The report starts with a simple assertion that is truer today than at any other time in American history: “Human capital is the single most important long-term driver of an economy.” In their seminal study The Race Between Education and Technology, Lawrence Katz and Claudia Goldin argue that U.S. investments in education in the early 20th century were the most important contributor to the country’s rise to global leadership. The United States was a pioneer in free and accessible public education, such that by the late 1930s nearly 70 percent of 14 to 17-year-olds were enrolled in school, more than twice as many as in the United Kingdom. The result was the creation a vast reservoir of human talent that allowed the United States to build the strongest economy and the strongest military forces the world has ever seen.
But that lead is long gone, partly because other countries came along and made the same or greater investments in public education, and partly because the United States has done far too little to protect the lead it had built. The report and scorecard are filled with examples of this slippage. Among 55-64 year olds, the leading edge of the baby boomers, a higher proportion of Americans has at least a high school education than any other country in the world; among those a generation behind however, American 25-34 year olds rank just 10th in the world in high school completion. Compared with other advanced countries, too few U.S. children are enrolled in pre-school education, and too many drop out of college before getting a degree.

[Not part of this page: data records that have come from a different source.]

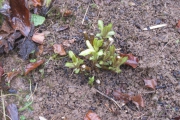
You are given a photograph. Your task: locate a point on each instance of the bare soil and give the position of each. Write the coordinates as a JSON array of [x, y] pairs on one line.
[[61, 95]]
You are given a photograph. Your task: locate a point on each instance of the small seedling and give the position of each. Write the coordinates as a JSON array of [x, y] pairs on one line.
[[76, 62], [91, 81], [106, 31]]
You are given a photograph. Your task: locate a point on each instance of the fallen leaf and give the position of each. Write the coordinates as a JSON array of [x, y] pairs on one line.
[[40, 50], [138, 100], [32, 66], [1, 71], [68, 43], [42, 118], [62, 28], [66, 13], [125, 98], [4, 46], [90, 115], [20, 17], [37, 3], [132, 60], [38, 38], [150, 83], [11, 75], [178, 25], [58, 48], [176, 118], [26, 47], [12, 112], [37, 19]]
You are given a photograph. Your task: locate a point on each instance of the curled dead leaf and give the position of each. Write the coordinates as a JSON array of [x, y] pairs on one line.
[[68, 43], [20, 17], [38, 38], [11, 75], [138, 100], [58, 48], [150, 83], [90, 115], [125, 98], [12, 112], [132, 60], [33, 66]]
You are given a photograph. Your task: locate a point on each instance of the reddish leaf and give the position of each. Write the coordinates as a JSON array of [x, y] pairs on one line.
[[12, 112], [33, 66], [121, 96], [91, 116], [138, 100], [150, 83], [68, 43], [37, 3], [38, 38], [19, 17], [178, 25], [1, 71], [40, 50], [11, 75], [58, 48], [132, 60]]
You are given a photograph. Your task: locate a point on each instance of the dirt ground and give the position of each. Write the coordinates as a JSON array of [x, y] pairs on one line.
[[61, 95]]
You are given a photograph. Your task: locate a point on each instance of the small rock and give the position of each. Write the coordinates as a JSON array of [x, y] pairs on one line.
[[71, 90]]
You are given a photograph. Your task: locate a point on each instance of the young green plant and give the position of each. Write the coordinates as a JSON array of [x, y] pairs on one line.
[[76, 62], [106, 31]]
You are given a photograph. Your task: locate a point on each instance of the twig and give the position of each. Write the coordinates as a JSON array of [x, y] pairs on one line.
[[155, 26], [108, 97], [2, 99], [85, 15]]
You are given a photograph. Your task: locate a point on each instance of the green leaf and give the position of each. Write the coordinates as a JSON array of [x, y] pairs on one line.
[[86, 52], [100, 52], [37, 19], [91, 81], [89, 45], [76, 70], [70, 65], [111, 33], [100, 25], [32, 60]]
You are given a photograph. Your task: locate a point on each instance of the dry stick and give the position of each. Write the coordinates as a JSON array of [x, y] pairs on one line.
[[2, 99], [85, 15], [108, 97]]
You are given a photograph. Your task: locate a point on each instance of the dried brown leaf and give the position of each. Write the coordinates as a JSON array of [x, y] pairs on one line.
[[138, 100], [132, 60], [38, 38], [68, 43], [11, 75], [33, 66], [12, 112], [90, 115], [58, 48], [150, 83], [40, 50], [121, 96], [19, 17], [62, 28]]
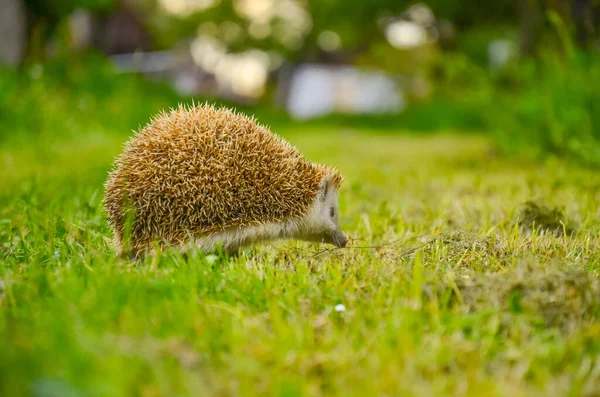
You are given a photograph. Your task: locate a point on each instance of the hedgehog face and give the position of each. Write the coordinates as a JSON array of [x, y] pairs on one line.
[[320, 224]]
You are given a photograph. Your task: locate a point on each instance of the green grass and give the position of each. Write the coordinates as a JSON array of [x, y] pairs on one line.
[[463, 301]]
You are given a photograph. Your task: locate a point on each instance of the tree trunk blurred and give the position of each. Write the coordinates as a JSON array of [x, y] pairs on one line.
[[584, 19], [13, 31], [530, 21]]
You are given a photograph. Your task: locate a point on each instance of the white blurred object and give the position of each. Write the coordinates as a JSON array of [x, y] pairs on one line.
[[317, 90], [500, 52], [405, 34]]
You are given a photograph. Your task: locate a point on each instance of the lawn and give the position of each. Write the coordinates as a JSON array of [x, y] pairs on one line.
[[467, 274]]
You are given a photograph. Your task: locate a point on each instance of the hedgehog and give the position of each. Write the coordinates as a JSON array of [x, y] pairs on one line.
[[211, 178]]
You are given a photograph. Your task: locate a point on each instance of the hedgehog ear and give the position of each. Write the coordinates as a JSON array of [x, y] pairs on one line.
[[324, 188]]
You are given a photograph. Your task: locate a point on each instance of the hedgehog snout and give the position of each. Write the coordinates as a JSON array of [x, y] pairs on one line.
[[339, 240]]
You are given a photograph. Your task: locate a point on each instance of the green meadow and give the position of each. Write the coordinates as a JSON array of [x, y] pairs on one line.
[[467, 274]]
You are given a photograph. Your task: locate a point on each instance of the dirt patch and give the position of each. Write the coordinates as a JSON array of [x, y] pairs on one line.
[[466, 250], [537, 215], [563, 296]]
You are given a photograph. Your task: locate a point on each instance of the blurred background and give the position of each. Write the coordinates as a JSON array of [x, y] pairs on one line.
[[524, 72]]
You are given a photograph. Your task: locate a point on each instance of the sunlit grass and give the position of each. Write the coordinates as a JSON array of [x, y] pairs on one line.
[[462, 302]]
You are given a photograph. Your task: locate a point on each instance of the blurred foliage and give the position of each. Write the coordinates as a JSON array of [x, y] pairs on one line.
[[72, 96]]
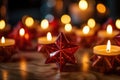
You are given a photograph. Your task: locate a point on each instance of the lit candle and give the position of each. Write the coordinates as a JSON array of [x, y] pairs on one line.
[[101, 8], [109, 33], [5, 74], [106, 57], [84, 32], [6, 42], [68, 27], [117, 23], [23, 68], [22, 32], [44, 24], [7, 49], [85, 62], [47, 40], [83, 5], [4, 28], [2, 24], [65, 19], [107, 50], [29, 21]]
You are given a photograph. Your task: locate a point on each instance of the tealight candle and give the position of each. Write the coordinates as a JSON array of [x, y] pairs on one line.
[[106, 57], [43, 41], [85, 32], [29, 22], [47, 40], [24, 40], [85, 36], [109, 33], [43, 28], [108, 50], [7, 42], [69, 31], [7, 48], [4, 28]]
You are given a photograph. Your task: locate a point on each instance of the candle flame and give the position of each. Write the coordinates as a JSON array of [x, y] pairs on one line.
[[44, 24], [91, 23], [49, 36], [108, 46], [109, 29], [3, 39], [101, 8], [117, 23], [2, 24], [83, 4], [23, 67], [68, 27], [22, 32], [29, 21], [27, 36], [86, 30], [65, 19], [5, 75], [85, 61]]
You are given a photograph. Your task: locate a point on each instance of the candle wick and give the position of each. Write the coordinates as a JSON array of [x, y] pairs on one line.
[[108, 50]]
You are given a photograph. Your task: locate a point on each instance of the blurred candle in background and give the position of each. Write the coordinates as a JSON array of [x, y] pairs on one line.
[[4, 75]]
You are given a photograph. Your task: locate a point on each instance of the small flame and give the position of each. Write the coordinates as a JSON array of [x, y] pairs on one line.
[[85, 61], [44, 24], [101, 8], [29, 21], [68, 27], [27, 36], [23, 67], [3, 39], [109, 29], [117, 23], [65, 19], [5, 75], [49, 36], [108, 46], [22, 32], [2, 24], [91, 23], [86, 30], [83, 4]]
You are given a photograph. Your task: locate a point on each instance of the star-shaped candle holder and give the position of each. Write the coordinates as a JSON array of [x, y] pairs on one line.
[[61, 52]]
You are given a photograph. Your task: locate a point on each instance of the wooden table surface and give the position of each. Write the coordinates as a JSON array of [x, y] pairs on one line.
[[30, 66]]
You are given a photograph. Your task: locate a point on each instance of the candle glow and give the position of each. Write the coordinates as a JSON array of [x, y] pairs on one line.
[[101, 8], [68, 27], [91, 23], [117, 23], [83, 5], [2, 24], [49, 36], [3, 40], [29, 21], [86, 30], [85, 60], [44, 24], [5, 75], [109, 29], [108, 46], [65, 19], [22, 32]]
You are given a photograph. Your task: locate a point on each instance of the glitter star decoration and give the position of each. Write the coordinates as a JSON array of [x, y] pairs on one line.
[[61, 52]]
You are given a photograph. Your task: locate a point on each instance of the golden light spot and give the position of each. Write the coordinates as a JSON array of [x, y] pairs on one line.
[[101, 8], [83, 4], [65, 19]]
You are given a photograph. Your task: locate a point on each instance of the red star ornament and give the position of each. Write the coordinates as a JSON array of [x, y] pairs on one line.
[[61, 52]]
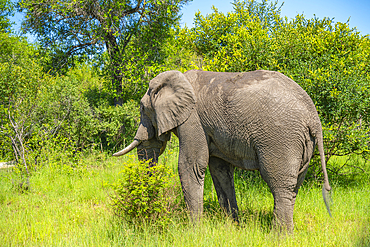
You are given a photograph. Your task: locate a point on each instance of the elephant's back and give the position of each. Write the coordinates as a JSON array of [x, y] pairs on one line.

One of the striking conclusions of the report is that the failure of federal education policy has been greatest in its core mission of reducing disparities in public education. While states still play a primary role in public schools, the federal government has long used its funding power to try to bring up the performance of children from poorer, under-served neighborhoods. While the report charts some progress in reducing racial disparities in education achievement, the gap in achievement by income is growing. In short, children from well off families are vastly more likely to succeed in school than children from poorer families. According to the report: "The real scourge of the U.S. education system—and its greatest competitive weakness—is the deep and growing achievement gap between socioeconomic groups that begins early and lasts through a student’s academic career.”
There seems little question about the federal commitment to improving education. President George Bush’s “No Child Left Behind” was among the signature initiatives of his eight years in office, and federal funding for education had increased sharply under President Obama before the recent belt-tightening. College students in particular have been beneficiaries of growing federal aid. And Obama continues to be ambitious – in his January State of the Union address he called for a big expansion in pre-school education, which has shown some promise in closing the achievement gaps.
The stakes are unquestionably high. In an advanced economy like the United States where economic growth is largely the result of innovation in products and processes, human talent is by far the most important ingredient. Immigration helps us import some of it, but the vast majority must be homegrown. If the United States can’t maintain its leadership in education, in the long run it will not remain a leader in anything else.